We present direct numerical simulations of statistically-homogeneous, freely-decaying, rotating turbulence in which the Rossby number, $\mbox{Ro}=u_{\bot } /2\Omega \ell_{\bot } $, is of order unity. The initial condition consists of fully-developed turbulence in which Ro is sufficiently high for rotational effects to be weak. However, as the kinetic energy falls, so also does Ro, and quite quickly we enter a regime in which the Coriolis force is relatively strong and anisotropy grows rapidly, with $\ell_{\bot } <<\ell_{//} $. This regime occurs when $\mbox{Ro}\sim \mbox{0.4}$ and is characterised by an almost constant perpendicular integral scale, $\ell_{\bot } \sim \mbox{constant}$, a rapid linear growth in the integral scale parallel to the rotation axis, $\ell_{//} \sim \ell _{\bot } \Omega t$, and a slow decline in the value of Ro.

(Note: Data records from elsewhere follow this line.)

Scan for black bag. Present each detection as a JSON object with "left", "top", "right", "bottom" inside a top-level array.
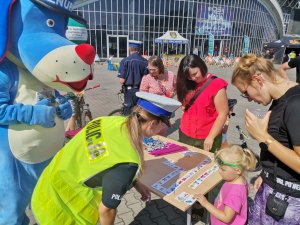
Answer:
[
  {"left": 266, "top": 192, "right": 289, "bottom": 221},
  {"left": 265, "top": 161, "right": 289, "bottom": 221}
]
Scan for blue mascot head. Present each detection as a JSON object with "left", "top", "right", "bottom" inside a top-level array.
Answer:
[{"left": 0, "top": 0, "right": 95, "bottom": 91}]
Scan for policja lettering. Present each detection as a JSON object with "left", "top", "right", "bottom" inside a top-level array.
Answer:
[
  {"left": 46, "top": 0, "right": 73, "bottom": 12},
  {"left": 85, "top": 119, "right": 105, "bottom": 160}
]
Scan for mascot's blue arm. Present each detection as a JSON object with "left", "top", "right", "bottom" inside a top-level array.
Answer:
[{"left": 0, "top": 68, "right": 56, "bottom": 128}]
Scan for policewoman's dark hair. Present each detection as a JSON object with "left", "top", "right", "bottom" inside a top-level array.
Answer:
[
  {"left": 176, "top": 54, "right": 207, "bottom": 103},
  {"left": 125, "top": 105, "right": 161, "bottom": 172}
]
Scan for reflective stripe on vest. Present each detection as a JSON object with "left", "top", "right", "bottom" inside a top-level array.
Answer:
[{"left": 32, "top": 117, "right": 140, "bottom": 225}]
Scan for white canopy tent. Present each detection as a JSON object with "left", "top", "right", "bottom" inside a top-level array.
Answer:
[{"left": 155, "top": 30, "right": 189, "bottom": 54}]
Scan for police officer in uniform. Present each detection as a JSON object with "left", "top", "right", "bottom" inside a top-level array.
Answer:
[
  {"left": 31, "top": 92, "right": 181, "bottom": 225},
  {"left": 118, "top": 40, "right": 148, "bottom": 115}
]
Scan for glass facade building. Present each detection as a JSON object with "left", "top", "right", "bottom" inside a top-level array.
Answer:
[{"left": 74, "top": 0, "right": 280, "bottom": 58}]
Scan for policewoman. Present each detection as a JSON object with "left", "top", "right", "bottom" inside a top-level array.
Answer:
[
  {"left": 118, "top": 40, "right": 148, "bottom": 115},
  {"left": 31, "top": 92, "right": 181, "bottom": 225}
]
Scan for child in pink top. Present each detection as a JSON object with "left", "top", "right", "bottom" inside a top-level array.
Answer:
[
  {"left": 140, "top": 55, "right": 176, "bottom": 98},
  {"left": 195, "top": 145, "right": 256, "bottom": 225}
]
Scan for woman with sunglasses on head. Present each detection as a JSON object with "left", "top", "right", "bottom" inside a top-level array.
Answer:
[
  {"left": 232, "top": 54, "right": 300, "bottom": 225},
  {"left": 195, "top": 145, "right": 256, "bottom": 225},
  {"left": 176, "top": 55, "right": 229, "bottom": 152},
  {"left": 31, "top": 92, "right": 181, "bottom": 225},
  {"left": 176, "top": 54, "right": 229, "bottom": 223}
]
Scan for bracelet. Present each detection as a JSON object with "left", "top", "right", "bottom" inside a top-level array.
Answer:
[
  {"left": 132, "top": 179, "right": 138, "bottom": 186},
  {"left": 264, "top": 138, "right": 275, "bottom": 147}
]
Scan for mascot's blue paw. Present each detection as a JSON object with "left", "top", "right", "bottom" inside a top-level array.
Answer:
[
  {"left": 56, "top": 101, "right": 72, "bottom": 120},
  {"left": 29, "top": 103, "right": 56, "bottom": 128}
]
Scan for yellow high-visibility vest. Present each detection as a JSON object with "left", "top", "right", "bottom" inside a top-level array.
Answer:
[{"left": 31, "top": 117, "right": 141, "bottom": 225}]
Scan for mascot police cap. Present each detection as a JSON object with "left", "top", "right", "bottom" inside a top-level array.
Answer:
[
  {"left": 31, "top": 0, "right": 86, "bottom": 24},
  {"left": 136, "top": 91, "right": 181, "bottom": 126}
]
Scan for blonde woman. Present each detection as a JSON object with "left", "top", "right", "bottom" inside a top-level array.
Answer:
[
  {"left": 231, "top": 54, "right": 300, "bottom": 225},
  {"left": 31, "top": 92, "right": 181, "bottom": 225}
]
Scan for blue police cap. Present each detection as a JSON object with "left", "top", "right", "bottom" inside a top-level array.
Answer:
[
  {"left": 136, "top": 91, "right": 181, "bottom": 126},
  {"left": 128, "top": 40, "right": 142, "bottom": 48},
  {"left": 31, "top": 0, "right": 86, "bottom": 24}
]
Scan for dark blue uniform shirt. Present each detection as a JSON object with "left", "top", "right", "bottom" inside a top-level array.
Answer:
[{"left": 118, "top": 52, "right": 148, "bottom": 87}]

We observe that the rate of dissipation of energy scales as $\varepsilon \sim {u^{3}} \mathord{\left/ {\vphantom {{u^{3}} {\ell_{//} }}} \right. \kern-\nulldelimiterspace} {\ell_{//} }$ and that both the perpendicular and parallel energy spectra exhibit an $k^{-5/3}$ inertial range; $E(k_{\bot } )\sim \varepsilon^{2/3}k_{\bot }^{-5/3} $ and $E(k_{//} )\sim \varepsilon ^{2/3}k_{//}^{-5/3} $. We show that these power-law spectra have nothing to do with Kolmogorov's theory and are not a manifestation of traditional critical balance theory, as this requires $\varepsilon \sim u^{3}/\ell _{\bot } $ and $E(k_{//} )\sim (\varepsilon^{4/5}/\Omega ^{2/5})k_{//}^{-7/5} $. Finally, we develop a spectral theory of the inertial range that assumes that the observed linear growth in anisotropy, $\ell_{//} /\ell_{\bot } \sim \Omega t$, also occurs on a scale-by-scale basis all the way down to the Zeman scale.